Admin changes are not showing: Cloudflare is serving cached pages. In Cloudflare → Caching → Configuration → Purge Everything temporarily, or set up automatic cache purging with LiteSpeed Cache plugin.

Forms not working after enabling Bot Fight Mode: Some form JavaScript is being blocked. Try disabling Bot Fight Mode temporarily to test, then whitelist your specific form endpoints.

Checking Cloudflare is working

After setup:

1. Visit your site in an incognito window
2. Right-click → Inspect → Network → select a request → Headers
3. Look for cf-cache-status: HIT — this means Cloudflare served from cache
4. Also look for server: cloudflare — confirms Cloudflare is active

Check your site speed before and after on pagespeed.web.dev — you should see improvement in TTFB and fully loaded time.

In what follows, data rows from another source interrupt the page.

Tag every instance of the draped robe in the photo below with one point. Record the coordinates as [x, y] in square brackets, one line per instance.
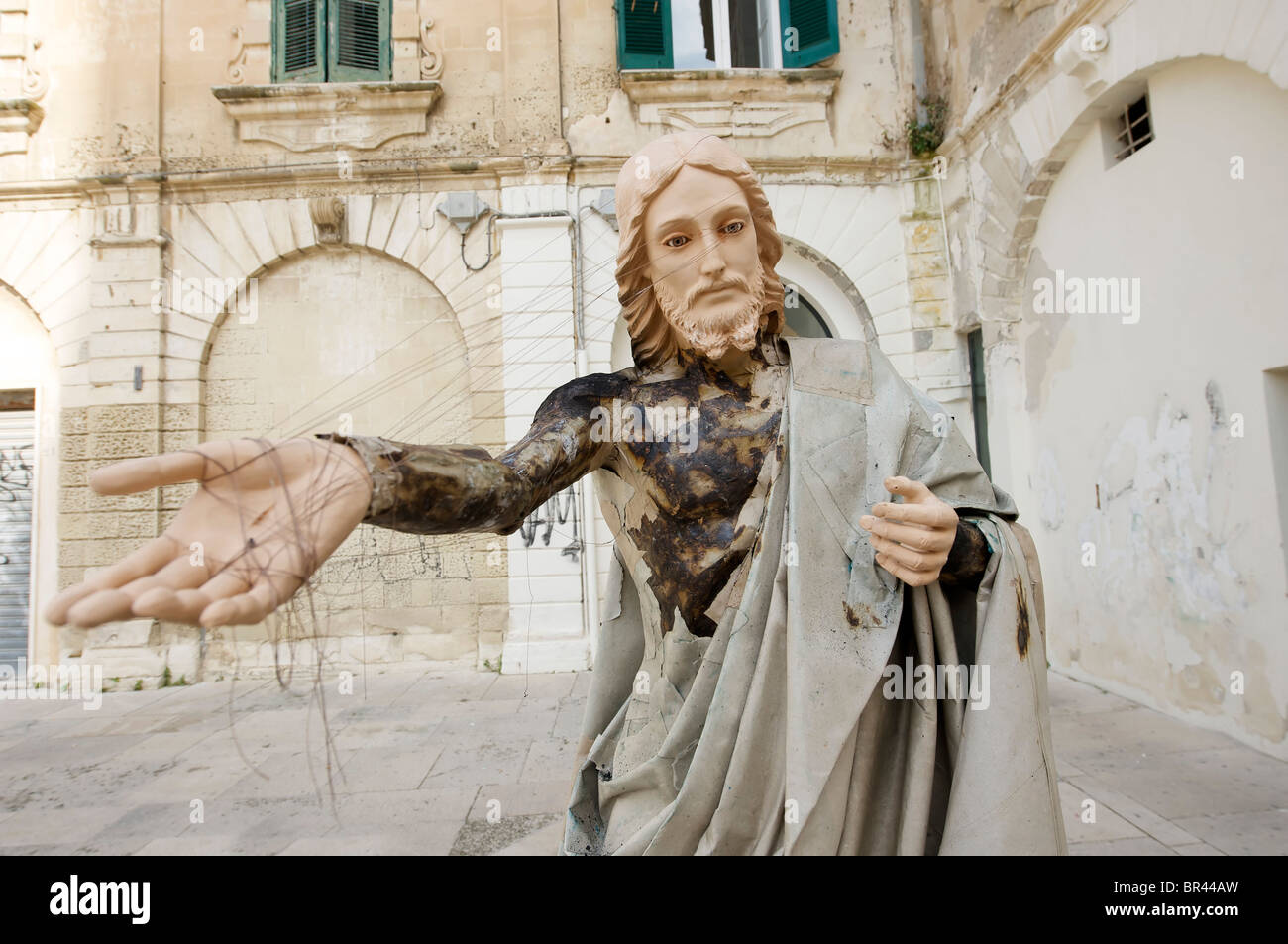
[786, 732]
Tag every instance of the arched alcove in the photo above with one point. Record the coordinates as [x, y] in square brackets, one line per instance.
[355, 340]
[29, 481]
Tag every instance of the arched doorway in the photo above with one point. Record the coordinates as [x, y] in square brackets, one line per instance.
[29, 483]
[353, 340]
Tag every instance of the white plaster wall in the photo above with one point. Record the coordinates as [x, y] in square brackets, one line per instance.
[1188, 584]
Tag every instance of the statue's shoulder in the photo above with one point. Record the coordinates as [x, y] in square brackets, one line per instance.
[581, 394]
[831, 367]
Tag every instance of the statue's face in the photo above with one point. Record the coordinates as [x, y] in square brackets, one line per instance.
[703, 262]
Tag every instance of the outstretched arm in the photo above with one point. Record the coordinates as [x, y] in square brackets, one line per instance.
[442, 489]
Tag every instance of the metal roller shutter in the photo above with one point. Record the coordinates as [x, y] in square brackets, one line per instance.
[17, 475]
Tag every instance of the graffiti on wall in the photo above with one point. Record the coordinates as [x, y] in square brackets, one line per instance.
[558, 510]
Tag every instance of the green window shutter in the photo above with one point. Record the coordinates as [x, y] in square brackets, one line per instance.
[299, 40]
[359, 48]
[810, 33]
[644, 34]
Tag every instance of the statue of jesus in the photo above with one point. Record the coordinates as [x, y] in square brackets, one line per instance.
[824, 629]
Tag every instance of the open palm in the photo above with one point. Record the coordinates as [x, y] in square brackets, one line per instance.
[266, 517]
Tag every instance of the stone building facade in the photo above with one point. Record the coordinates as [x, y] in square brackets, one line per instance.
[239, 219]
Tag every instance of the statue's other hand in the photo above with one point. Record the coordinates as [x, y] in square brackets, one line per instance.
[912, 537]
[267, 514]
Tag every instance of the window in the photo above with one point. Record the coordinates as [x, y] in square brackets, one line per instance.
[803, 318]
[331, 42]
[1133, 129]
[725, 34]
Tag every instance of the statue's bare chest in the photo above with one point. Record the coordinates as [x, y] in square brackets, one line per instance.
[694, 455]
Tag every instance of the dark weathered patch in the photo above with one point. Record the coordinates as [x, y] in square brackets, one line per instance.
[698, 493]
[861, 614]
[1021, 622]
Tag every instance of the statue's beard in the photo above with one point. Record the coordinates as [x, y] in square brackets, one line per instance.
[712, 334]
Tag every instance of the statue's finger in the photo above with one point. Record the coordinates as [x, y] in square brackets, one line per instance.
[906, 575]
[910, 558]
[159, 603]
[102, 607]
[932, 514]
[201, 462]
[914, 536]
[909, 488]
[179, 574]
[244, 609]
[140, 563]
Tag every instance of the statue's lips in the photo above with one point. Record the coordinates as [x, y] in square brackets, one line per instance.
[717, 291]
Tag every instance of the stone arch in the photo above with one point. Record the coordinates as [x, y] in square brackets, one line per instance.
[231, 243]
[855, 237]
[823, 281]
[1022, 154]
[382, 595]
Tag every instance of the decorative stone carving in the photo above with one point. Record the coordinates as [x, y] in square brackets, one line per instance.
[327, 215]
[1081, 54]
[741, 103]
[18, 120]
[237, 64]
[35, 80]
[310, 116]
[430, 51]
[1022, 8]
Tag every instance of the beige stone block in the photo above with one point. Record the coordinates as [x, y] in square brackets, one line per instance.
[136, 524]
[125, 634]
[128, 664]
[175, 416]
[124, 417]
[438, 646]
[123, 445]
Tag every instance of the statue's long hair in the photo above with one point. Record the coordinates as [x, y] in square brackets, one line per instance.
[652, 338]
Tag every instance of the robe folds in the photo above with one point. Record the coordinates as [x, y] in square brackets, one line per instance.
[812, 721]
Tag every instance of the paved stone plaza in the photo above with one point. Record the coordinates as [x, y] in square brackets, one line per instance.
[480, 764]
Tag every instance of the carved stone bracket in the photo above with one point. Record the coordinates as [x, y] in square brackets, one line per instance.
[1081, 54]
[35, 80]
[237, 63]
[430, 51]
[741, 103]
[308, 116]
[20, 117]
[327, 215]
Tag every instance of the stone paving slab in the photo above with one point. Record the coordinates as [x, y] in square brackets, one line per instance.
[454, 762]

Free vs Pro vs Business Cloudflare plans

The free plan is sufficient for most Indian websites. The paid plans add:

• Pro (US$20/month): Image optimisation, advanced WAF rules, faster support
• Business: Custom WAF rules, priority support, 99.9% SLA
• Enterprise: Custom pricing, dedicated support

For a standard WordPress or e-commerce site in India, the free plan is genuinely very capable. Upgrade only when you have a specific need the free plan cannot meet.